Presidente se envolveu em atritos com o BC pela taxa de juros e com o senador Sergio Moro. Primeiros meses do mandato serviram para reativar programas sociais, como o Bolsa Família.
Esta segunda-feira (10) marca 100 dias do terceiro mandato do presidente Luiz Inácio Lula da Silva (PT).
Logo no início do período, o presidente teve que lidar com os ataques golpistas que vandalizaram as sedes dos três poderes em Brasília. Depois, com a situação normalizada, pôde avançar em promessas de campanha – principalmente na área social, como a volta do Bolsa Família.
O período, no entanto, também foi marcado por declarações de Lula que causaram polêmica e agitação na política e no mercado. Por exemplo, as críticas ao Banco Central e à taxa de juros.

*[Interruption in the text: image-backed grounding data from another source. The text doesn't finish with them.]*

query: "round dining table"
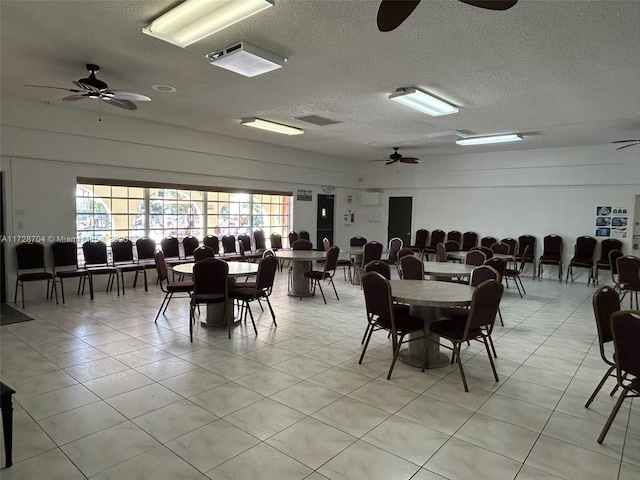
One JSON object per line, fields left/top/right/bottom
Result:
{"left": 447, "top": 251, "right": 514, "bottom": 263}
{"left": 422, "top": 261, "right": 475, "bottom": 280}
{"left": 173, "top": 261, "right": 259, "bottom": 327}
{"left": 275, "top": 250, "right": 327, "bottom": 297}
{"left": 389, "top": 279, "right": 474, "bottom": 369}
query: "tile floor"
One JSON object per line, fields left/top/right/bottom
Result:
{"left": 0, "top": 265, "right": 638, "bottom": 479}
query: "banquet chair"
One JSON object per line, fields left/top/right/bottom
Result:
{"left": 154, "top": 251, "right": 194, "bottom": 323}
{"left": 14, "top": 242, "right": 58, "bottom": 308}
{"left": 382, "top": 237, "right": 403, "bottom": 266}
{"left": 436, "top": 243, "right": 447, "bottom": 262}
{"left": 350, "top": 236, "right": 367, "bottom": 248}
{"left": 51, "top": 241, "right": 91, "bottom": 302}
{"left": 516, "top": 234, "right": 537, "bottom": 278}
{"left": 360, "top": 272, "right": 426, "bottom": 380}
{"left": 135, "top": 237, "right": 159, "bottom": 282}
{"left": 288, "top": 231, "right": 299, "bottom": 248}
{"left": 500, "top": 238, "right": 518, "bottom": 255}
{"left": 354, "top": 241, "right": 384, "bottom": 285}
{"left": 566, "top": 235, "right": 597, "bottom": 284}
{"left": 447, "top": 230, "right": 462, "bottom": 245}
{"left": 465, "top": 250, "right": 486, "bottom": 266}
{"left": 608, "top": 249, "right": 624, "bottom": 291}
{"left": 424, "top": 279, "right": 504, "bottom": 392}
{"left": 594, "top": 238, "right": 622, "bottom": 285}
{"left": 189, "top": 258, "right": 229, "bottom": 341}
{"left": 538, "top": 234, "right": 563, "bottom": 282}
{"left": 324, "top": 237, "right": 352, "bottom": 282}
{"left": 203, "top": 235, "right": 220, "bottom": 254}
{"left": 597, "top": 310, "right": 640, "bottom": 444}
{"left": 221, "top": 235, "right": 237, "bottom": 255}
{"left": 616, "top": 255, "right": 640, "bottom": 308}
{"left": 399, "top": 254, "right": 424, "bottom": 280}
{"left": 193, "top": 246, "right": 215, "bottom": 261}
{"left": 472, "top": 245, "right": 494, "bottom": 259}
{"left": 461, "top": 231, "right": 478, "bottom": 251}
{"left": 480, "top": 236, "right": 498, "bottom": 249}
{"left": 111, "top": 238, "right": 147, "bottom": 293}
{"left": 182, "top": 236, "right": 199, "bottom": 260}
{"left": 253, "top": 230, "right": 266, "bottom": 252}
{"left": 238, "top": 234, "right": 261, "bottom": 261}
{"left": 269, "top": 232, "right": 283, "bottom": 250}
{"left": 237, "top": 233, "right": 251, "bottom": 252}
{"left": 82, "top": 240, "right": 120, "bottom": 296}
{"left": 491, "top": 242, "right": 510, "bottom": 255}
{"left": 585, "top": 286, "right": 620, "bottom": 408}
{"left": 504, "top": 245, "right": 529, "bottom": 297}
{"left": 409, "top": 229, "right": 429, "bottom": 257}
{"left": 230, "top": 256, "right": 278, "bottom": 337}
{"left": 364, "top": 260, "right": 391, "bottom": 279}
{"left": 161, "top": 236, "right": 184, "bottom": 265}
{"left": 484, "top": 257, "right": 506, "bottom": 326}
{"left": 299, "top": 230, "right": 310, "bottom": 241}
{"left": 423, "top": 229, "right": 445, "bottom": 259}
{"left": 444, "top": 240, "right": 460, "bottom": 252}
{"left": 303, "top": 245, "right": 340, "bottom": 303}
{"left": 396, "top": 247, "right": 415, "bottom": 276}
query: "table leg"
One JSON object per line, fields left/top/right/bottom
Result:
{"left": 398, "top": 305, "right": 449, "bottom": 369}
{"left": 288, "top": 260, "right": 313, "bottom": 297}
{"left": 1, "top": 385, "right": 15, "bottom": 468}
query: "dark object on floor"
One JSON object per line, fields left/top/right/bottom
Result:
{"left": 0, "top": 304, "right": 35, "bottom": 325}
{"left": 1, "top": 381, "right": 16, "bottom": 467}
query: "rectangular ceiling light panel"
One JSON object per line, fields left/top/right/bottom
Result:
{"left": 389, "top": 87, "right": 458, "bottom": 116}
{"left": 207, "top": 42, "right": 286, "bottom": 77}
{"left": 143, "top": 0, "right": 274, "bottom": 48}
{"left": 241, "top": 118, "right": 304, "bottom": 135}
{"left": 456, "top": 134, "right": 523, "bottom": 146}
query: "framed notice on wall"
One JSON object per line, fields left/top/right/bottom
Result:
{"left": 296, "top": 189, "right": 312, "bottom": 201}
{"left": 596, "top": 205, "right": 627, "bottom": 238}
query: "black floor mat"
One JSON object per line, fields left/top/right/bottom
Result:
{"left": 0, "top": 303, "right": 35, "bottom": 325}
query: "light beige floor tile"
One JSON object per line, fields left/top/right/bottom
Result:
{"left": 396, "top": 395, "right": 473, "bottom": 436}
{"left": 10, "top": 369, "right": 78, "bottom": 400}
{"left": 0, "top": 404, "right": 56, "bottom": 464}
{"left": 0, "top": 449, "right": 85, "bottom": 480}
{"left": 307, "top": 367, "right": 374, "bottom": 395}
{"left": 84, "top": 369, "right": 155, "bottom": 398}
{"left": 312, "top": 396, "right": 390, "bottom": 437}
{"left": 160, "top": 368, "right": 228, "bottom": 397}
{"left": 271, "top": 380, "right": 343, "bottom": 415}
{"left": 347, "top": 379, "right": 419, "bottom": 414}
{"left": 189, "top": 382, "right": 264, "bottom": 417}
{"left": 63, "top": 357, "right": 129, "bottom": 382}
{"left": 477, "top": 392, "right": 553, "bottom": 432}
{"left": 223, "top": 397, "right": 306, "bottom": 440}
{"left": 106, "top": 383, "right": 182, "bottom": 419}
{"left": 18, "top": 383, "right": 99, "bottom": 420}
{"left": 234, "top": 367, "right": 302, "bottom": 396}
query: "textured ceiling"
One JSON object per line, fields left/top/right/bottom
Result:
{"left": 1, "top": 0, "right": 639, "bottom": 163}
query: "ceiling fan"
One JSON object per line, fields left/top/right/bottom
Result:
{"left": 25, "top": 64, "right": 151, "bottom": 110}
{"left": 375, "top": 147, "right": 420, "bottom": 165}
{"left": 377, "top": 0, "right": 518, "bottom": 32}
{"left": 612, "top": 139, "right": 640, "bottom": 150}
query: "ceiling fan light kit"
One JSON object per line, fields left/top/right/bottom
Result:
{"left": 206, "top": 41, "right": 286, "bottom": 77}
{"left": 389, "top": 87, "right": 459, "bottom": 117}
{"left": 241, "top": 117, "right": 304, "bottom": 135}
{"left": 143, "top": 0, "right": 274, "bottom": 48}
{"left": 456, "top": 134, "right": 523, "bottom": 146}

Os primeiros 100 dias confirmaram, também, tendências que já haviam sido antecipadas por especialistas: a nova posição do Brasil no cenário internacional e uma agenda intensa de viagens oficiais.
Veja abaixo os principais momentos do início do terceiro mandato do petista no Planalto:
Ataques golpistas e crise Yanomami
No dia 8 de janeiro, uma semana após Lula tomar posse, vândalos invadiram e depredaram as sedes dos três poderes: Congresso Nacional, Palácio do Planalto e Supremo Tribunal Federal (STF).
O presidente, que estava em Araraquara (SP) para monitorar os estragos causados pelas fortes chuvas, antecipou a volta a Brasília.
No dia seguinte, reuniu governadores, ministros do governo e ministros do STF para uma caminhada simbólica pela Praça dos Três Poderes, em defesa da democracia.
Os ataques geraram a primeira situação de crise do governo recém-empossado.
Nas semanas seguintes, Lula se articulou com líderes políticos para evitar a repetição do episódio e pacificar o ambiente. A Polícia Federal, por sua vez, iniciou procedimentos para investigar e prender os responsáveis pelos atos golpistas.
Ainda em janeiro, o governo federal teve de lidar com outra crise: o agravamento da crise humanitária na Terra Indígena Yanomami, fruto da invasão de garimpeiros e do abandono da ajuda estatal.
Crianças e adultos Yanomami foram identificados com quadros graves de malária e desnutrição, além de casos de pneumonia e contaminação por mercúrio – metal usado pelo garimpo ilegal sem qualquer monitoramento.
O governo federal lançou a Operação Yanomami para retirar garimpeiros da terra indígena, destruir equipamentos, investigar a cadeia de comando dessas operações e garantir assistência aos indígenas. Passados dois meses, no entanto, ainda há registros de extração clandestina e resgate de crianças em condições críticas de saúde.
Falas polêmicas
Algumas falas polêmicas do presidente marcaram os três primeiros meses de mandato.
Em visita à Terra da Raposa Serra do Sol em março, Lula afirmou que apesar “de toda desgraça” a escravidão “trouxe uma coisa boa que foi a mistura, a miscigenação”.
Outra declaração polêmica foi direcionada ao senador Sergio Moro (União-PR), que condenou Lula enquanto era juiz.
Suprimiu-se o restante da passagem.